“Good boys,” he said. “Solid boys who can hit the mark.”
“You intimidate me when you’re like this,” she said.
“I’ve never been like this,” he said, looking past her as the swinging doors opened and five of the crew came in, standing awkwardly just inside the door. The sound man walked over to find out what was going on.
“I’m going to try for another point of view,” Wesley said. “A Nagra would be best because I might want to drift around the room with the sixteen. If you can’t go small, then set up the best you can.”
“Is this a test?” the cameraman asked, sullen about the whole thing.
“It’s not a test,” Wesley said sharply, the sudden rush from the cocaine, a substance he rarely used, making him raw and impatient. “And it’s not a rehearsal. I just want to take a quick slant away from the story for a while. If that’s okay with you?”
“I don’t care one way or the other,” the sound man said and walked away.
“I’m going to get someone to drive me back to the hotel,” Evelyn said.
“Stay. Please ,” he implored her, motioning to a grip standing nearby.
“Set up a minimal amount of light,” he told the grip, swinging his attention back to Evelyn: “I want you to be in this.”
“In what?”
“This footage. Tonight.”
“Why?”
“Why? Do I have to know why? Because I need you to be here.”
She nodded, retreating into the refuge of her own silence, a gesture that in the first days of their relationship Wesley had been drawn to, even obsessed by, as if he had recognized in her sudden withdrawals the raw stoicism of his own family, the internal solitudes of that dark land he had run so far from and lately had felt such a pull toward. Only now he felt Evelyn’s silence as an abrupt refusal to comment or participate on any level and he took it as a rejection.
The prop man entered, followed by two Mexicans carrying a case of liquor and bags of potato chips and fried chicken. Behind them trailed three local whores dressed in brightly flowered print dresses, snapping their fingers and trying to get stoned or drunk as quickly as possible. Everything was flat and stale and awkward.
Wesley stood up and walked over to meet the second unit cameraman coming into the saloon with the mariachi band.
“Are you set up?” Wesley asked.
“I can shoot right now,” the cameraman said, setting down an equipment case and taking out a 16mm camera.

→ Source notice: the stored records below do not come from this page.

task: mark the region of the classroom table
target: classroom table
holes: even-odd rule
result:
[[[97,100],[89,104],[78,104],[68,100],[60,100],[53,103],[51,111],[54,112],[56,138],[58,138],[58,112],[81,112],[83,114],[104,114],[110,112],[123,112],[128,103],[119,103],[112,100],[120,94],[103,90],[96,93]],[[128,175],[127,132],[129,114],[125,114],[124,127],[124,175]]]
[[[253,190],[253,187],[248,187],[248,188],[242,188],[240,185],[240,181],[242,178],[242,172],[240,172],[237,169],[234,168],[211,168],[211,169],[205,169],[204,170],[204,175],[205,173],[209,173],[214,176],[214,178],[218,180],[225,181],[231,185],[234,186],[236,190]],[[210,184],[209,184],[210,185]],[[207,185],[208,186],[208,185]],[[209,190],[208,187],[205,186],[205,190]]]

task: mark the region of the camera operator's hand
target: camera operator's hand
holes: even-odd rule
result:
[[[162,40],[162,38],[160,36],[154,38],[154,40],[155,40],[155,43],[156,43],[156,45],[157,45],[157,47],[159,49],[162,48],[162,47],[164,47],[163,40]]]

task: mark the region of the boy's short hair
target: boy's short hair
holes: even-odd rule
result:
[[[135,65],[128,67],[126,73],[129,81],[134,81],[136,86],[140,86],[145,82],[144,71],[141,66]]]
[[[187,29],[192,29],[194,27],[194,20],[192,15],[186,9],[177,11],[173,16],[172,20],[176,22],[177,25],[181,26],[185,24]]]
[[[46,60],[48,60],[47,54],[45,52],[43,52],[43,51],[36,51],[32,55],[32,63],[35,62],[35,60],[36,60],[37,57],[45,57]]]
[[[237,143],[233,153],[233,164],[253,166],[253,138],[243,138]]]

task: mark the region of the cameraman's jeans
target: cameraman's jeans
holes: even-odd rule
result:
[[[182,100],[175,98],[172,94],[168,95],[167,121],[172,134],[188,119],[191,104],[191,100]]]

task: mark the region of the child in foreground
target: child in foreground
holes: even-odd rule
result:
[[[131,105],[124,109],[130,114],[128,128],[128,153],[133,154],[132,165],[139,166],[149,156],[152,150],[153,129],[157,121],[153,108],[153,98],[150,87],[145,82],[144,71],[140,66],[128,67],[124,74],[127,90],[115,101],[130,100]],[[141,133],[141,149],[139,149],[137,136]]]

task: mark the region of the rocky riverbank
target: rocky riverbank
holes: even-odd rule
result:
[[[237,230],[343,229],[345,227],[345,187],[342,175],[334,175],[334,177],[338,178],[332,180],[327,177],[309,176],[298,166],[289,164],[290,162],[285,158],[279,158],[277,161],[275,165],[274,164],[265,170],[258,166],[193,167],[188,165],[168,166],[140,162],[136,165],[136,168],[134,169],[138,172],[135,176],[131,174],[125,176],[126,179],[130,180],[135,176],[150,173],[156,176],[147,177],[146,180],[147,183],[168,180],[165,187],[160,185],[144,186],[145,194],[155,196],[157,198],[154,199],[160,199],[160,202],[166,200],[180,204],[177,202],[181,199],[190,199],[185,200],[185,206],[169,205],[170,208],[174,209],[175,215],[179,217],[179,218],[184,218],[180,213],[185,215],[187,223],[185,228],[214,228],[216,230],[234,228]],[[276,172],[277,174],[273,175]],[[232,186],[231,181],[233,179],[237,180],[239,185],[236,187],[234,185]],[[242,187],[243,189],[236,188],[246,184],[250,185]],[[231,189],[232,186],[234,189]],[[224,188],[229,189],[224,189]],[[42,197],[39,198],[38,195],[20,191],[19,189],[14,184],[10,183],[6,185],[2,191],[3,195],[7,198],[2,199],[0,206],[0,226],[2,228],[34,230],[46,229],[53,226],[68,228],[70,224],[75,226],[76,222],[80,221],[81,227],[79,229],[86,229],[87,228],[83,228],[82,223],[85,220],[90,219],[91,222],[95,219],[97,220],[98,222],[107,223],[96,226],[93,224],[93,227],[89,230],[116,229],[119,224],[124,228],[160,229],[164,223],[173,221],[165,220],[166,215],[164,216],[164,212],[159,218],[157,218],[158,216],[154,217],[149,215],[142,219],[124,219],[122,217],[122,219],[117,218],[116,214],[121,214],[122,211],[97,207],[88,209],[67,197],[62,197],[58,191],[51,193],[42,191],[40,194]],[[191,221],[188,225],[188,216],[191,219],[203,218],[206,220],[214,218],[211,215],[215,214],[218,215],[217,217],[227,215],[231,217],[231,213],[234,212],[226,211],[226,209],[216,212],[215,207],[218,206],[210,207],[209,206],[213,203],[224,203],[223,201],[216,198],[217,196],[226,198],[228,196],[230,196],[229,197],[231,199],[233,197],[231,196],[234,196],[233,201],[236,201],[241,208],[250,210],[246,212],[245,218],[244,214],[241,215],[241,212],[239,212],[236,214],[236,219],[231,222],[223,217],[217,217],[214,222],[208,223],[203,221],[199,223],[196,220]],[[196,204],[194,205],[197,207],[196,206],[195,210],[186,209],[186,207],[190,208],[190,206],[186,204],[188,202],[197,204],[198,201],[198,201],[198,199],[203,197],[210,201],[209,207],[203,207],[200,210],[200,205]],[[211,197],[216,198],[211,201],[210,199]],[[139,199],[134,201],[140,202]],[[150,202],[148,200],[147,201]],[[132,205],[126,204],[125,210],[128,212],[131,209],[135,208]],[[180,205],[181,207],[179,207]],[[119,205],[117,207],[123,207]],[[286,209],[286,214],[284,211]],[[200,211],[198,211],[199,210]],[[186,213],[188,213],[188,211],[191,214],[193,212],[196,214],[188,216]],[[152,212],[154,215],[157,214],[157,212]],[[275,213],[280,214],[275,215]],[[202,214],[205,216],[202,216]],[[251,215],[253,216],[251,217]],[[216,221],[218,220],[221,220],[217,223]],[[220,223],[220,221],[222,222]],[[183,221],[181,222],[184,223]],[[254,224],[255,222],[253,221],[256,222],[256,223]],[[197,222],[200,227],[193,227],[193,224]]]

“I don’t want you to think about the script,” Wesley said.
“I would prefer that,” the cameraman said. He was young and unhealthy and obnoxiously alert, moving around in his safari jacket as if on a combat mission.
“Pan across the bar to my wife sitting at that back table,” Wesley directed. “Then move with me up to the table as I sit down, give me a brief two shot, and then it’s all on her, no matter what she says.”
As they moved toward the table, the mariachi band broke into “La Cama de Piedra” and one of the whores in a loud abrasive voice translated the lines to the prop man: “I have a stone bed and a stone pillow. The muchacho who lives with me has to be true . . . . ”
Evelyn watched them come, despair clouding her dark eyes.
“I don’t like this, Wesley,” she said as he slid into a chair beside her.
“What don’t you like?” he asked.
She looked at him, her eyes suddenly flat and hard, wanting to hurt him for the first time. “I don’t like your fear. I don’t mind your rage but I don’t like your fear. It makes me despise you.”
“What do you think about this film?” he asked.
“I think this film is pathetic and I think the way you’re trying to do yourself in is bullshit.”
The camera held on her as she walked away, through the door and into the street, and then panned back with the drunken arrival of one of the Mexican drivers dressed as Pancho Villa as he walked up to Wesley to find out what was going on.